Bonus depreciation going out like the Dodo Bird
Under the Tax Relief Act of 2010, small-business owners were eligible to deduct 50 percent of purchased or leased qualified property that was paid for and put in service by December 31, 2012. For entrepreneurs, this means if you paid $100,000 for a passenger auto or light truck that is used 100 percent for business operations, you can deduct up to $50,000 of that cost.

However, entrepreneurs in businesses that require the use of vehicles better act quick. If you buy a truck or trailer for business purposes but get it into service one minute past December 31, 2012, that’s money left on the table. If you’re even thinking of buying a vehicle for the future of your businesses, do it now. Purchase it, put it into service and save money. Act too late, and you’ve might have lost your chance forever.

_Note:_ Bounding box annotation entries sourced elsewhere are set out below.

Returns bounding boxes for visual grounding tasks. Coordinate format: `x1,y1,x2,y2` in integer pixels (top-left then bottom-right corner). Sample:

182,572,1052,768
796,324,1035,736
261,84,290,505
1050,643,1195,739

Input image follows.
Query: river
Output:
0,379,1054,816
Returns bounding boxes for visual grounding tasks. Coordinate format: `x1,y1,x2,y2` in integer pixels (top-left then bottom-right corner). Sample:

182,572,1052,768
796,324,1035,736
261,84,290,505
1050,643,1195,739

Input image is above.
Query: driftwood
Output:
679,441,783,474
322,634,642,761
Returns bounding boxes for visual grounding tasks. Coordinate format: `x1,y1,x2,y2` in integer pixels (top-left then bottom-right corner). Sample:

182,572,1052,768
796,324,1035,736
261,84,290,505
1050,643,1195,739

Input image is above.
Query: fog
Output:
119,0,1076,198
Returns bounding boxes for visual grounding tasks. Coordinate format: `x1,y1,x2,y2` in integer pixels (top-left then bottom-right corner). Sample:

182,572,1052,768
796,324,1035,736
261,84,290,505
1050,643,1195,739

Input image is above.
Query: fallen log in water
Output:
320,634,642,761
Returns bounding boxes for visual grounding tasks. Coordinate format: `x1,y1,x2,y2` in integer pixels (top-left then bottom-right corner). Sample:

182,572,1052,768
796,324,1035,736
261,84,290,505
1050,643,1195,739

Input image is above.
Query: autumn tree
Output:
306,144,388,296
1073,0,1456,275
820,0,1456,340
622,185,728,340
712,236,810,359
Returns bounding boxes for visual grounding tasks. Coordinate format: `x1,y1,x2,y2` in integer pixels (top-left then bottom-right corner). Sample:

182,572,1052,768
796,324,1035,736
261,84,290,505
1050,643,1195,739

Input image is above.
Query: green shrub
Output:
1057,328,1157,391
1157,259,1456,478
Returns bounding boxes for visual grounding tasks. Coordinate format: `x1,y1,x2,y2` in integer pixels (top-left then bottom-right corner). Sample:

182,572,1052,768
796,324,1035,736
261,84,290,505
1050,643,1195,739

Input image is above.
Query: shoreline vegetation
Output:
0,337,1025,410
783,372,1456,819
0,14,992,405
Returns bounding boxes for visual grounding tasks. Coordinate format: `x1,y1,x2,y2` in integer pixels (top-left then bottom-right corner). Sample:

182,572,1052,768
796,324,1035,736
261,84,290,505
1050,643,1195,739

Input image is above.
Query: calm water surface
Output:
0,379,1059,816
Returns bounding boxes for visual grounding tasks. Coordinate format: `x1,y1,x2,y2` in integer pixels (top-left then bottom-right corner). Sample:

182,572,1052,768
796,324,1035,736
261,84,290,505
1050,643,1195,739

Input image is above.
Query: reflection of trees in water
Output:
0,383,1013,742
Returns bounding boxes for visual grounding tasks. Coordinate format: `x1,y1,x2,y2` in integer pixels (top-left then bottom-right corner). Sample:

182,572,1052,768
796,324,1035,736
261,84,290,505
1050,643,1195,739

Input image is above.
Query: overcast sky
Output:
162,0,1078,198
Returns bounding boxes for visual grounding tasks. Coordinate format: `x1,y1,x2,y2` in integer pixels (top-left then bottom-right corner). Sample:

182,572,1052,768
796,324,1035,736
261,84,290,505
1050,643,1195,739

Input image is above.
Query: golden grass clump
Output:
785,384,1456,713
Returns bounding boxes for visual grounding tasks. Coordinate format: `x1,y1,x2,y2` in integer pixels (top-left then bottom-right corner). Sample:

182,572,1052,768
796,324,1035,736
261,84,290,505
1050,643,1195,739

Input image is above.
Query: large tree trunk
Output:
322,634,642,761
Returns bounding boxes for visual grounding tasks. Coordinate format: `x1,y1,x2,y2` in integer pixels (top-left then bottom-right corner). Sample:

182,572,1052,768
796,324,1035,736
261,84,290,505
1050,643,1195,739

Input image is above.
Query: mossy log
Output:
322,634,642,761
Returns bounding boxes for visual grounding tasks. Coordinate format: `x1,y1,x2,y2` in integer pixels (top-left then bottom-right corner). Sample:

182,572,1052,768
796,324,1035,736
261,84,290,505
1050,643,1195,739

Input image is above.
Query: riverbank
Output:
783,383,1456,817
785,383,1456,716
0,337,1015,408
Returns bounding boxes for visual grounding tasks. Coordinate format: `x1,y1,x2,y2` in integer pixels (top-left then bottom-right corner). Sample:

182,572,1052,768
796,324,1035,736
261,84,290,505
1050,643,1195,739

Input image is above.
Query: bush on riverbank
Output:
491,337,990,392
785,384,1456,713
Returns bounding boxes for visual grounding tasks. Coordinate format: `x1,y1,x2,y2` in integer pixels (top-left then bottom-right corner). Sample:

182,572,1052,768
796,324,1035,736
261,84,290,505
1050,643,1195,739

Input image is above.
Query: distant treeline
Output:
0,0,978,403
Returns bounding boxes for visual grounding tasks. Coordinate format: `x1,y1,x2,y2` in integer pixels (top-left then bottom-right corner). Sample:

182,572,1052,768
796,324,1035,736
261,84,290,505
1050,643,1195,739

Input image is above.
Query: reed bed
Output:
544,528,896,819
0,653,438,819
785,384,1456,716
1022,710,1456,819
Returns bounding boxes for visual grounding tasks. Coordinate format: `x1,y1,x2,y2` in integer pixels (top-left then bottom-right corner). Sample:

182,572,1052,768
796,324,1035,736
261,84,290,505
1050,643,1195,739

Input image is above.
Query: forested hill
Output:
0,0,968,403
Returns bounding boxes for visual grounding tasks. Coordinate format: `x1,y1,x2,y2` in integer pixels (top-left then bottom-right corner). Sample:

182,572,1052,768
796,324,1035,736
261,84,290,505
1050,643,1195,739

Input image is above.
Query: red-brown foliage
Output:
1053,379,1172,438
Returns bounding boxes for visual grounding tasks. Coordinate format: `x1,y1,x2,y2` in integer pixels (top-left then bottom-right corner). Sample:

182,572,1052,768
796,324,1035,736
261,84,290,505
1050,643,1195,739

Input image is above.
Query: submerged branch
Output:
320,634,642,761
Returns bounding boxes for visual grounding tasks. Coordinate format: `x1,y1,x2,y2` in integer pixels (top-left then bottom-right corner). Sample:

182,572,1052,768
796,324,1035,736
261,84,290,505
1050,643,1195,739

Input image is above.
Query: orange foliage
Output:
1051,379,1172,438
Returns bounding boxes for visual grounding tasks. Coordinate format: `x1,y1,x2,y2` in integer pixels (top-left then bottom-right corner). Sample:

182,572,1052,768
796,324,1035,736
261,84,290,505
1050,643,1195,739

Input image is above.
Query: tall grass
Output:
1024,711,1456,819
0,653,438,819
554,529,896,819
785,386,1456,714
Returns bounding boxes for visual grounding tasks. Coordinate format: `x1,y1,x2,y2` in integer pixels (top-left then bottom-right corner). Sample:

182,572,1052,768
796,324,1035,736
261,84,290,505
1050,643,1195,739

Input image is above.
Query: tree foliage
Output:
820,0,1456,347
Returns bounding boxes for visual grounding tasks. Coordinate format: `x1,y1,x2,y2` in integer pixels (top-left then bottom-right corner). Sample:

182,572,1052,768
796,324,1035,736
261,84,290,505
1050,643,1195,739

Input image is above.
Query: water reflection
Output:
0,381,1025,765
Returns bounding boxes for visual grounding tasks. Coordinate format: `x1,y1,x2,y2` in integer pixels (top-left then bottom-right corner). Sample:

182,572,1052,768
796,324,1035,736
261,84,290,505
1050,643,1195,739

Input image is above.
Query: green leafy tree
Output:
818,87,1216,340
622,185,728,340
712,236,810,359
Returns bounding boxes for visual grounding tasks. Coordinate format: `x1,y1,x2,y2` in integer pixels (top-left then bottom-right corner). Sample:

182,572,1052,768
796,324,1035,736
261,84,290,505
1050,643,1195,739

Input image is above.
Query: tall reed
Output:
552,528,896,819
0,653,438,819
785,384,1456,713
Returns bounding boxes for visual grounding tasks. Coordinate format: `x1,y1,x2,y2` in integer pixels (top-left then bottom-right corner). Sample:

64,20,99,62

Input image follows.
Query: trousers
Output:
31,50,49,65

It’s the holidays, get in the giving spirit
The gift-tax exemption for 2012 stands at $5.12 million. However, as you might have guessed, this amount will plummet to $1 million in 2013, meaning gifts given by single-owner (S) corporations that exceed $1 million next year will be subject to a gift-tax rate as high as 55 percent.

So if you’re considering a generous gift in the near future, make it now. A Thomson Reuters economic advisor also suggested entrepreneurs can see similar tax benefits from transferring stock to a family limited partnership (FLP) and then gifting FLP interest to family members.

Pay dividends. Now!
As previously mentioned, if the country falls over the fiscal cliff, qualified dividends will be taxed as ordinary income, skyrocketing the tax rate from 15 percent to 39.6 percent. That should be incentive enough for owners of S corporations to distribute earnings and profits.

If your company has excess earnings and profits, you should consider making dividend payments before year’s end or else risk paying exorbitant taxes on such dividends.

Write off equipment under Section 179 while it lasts
This is another no-brainer for entrepreneurs looking to save money each and every way possible. The Section 179 deduction is the entrepreneur’s best friend, allowing for owners to deduct $139,000 for property leased or financed and put into operation between January 1, 2012, and December 31, 2012, similar to the bonus depreciation break.

However, without Congressional action – you guessed it – the amount is dramatically reduced to just $25,000. To take advantage of the rate while it lasts, purchase equipment and put it into service as quickly as possible. There’s a long list of equipment covered by Section 179: equipment purchases for business use, tangible personal property used in business, office furniture and office equipment. Even if it’s a fax machine, make purchasing equipment a priority if you want to save money.

However, Income.com knows there is one crucial caveat to this conversation: Just as entrepreneurs have a couple weeks to prepare, Washington has the same amount of time to get a deal done.

Still, that’s no excuse for leaving you and your business vulnerable to the whims and fancies of fat-cat politicians. You need to have a plan ready for execution.

The life of your small business will depend on it.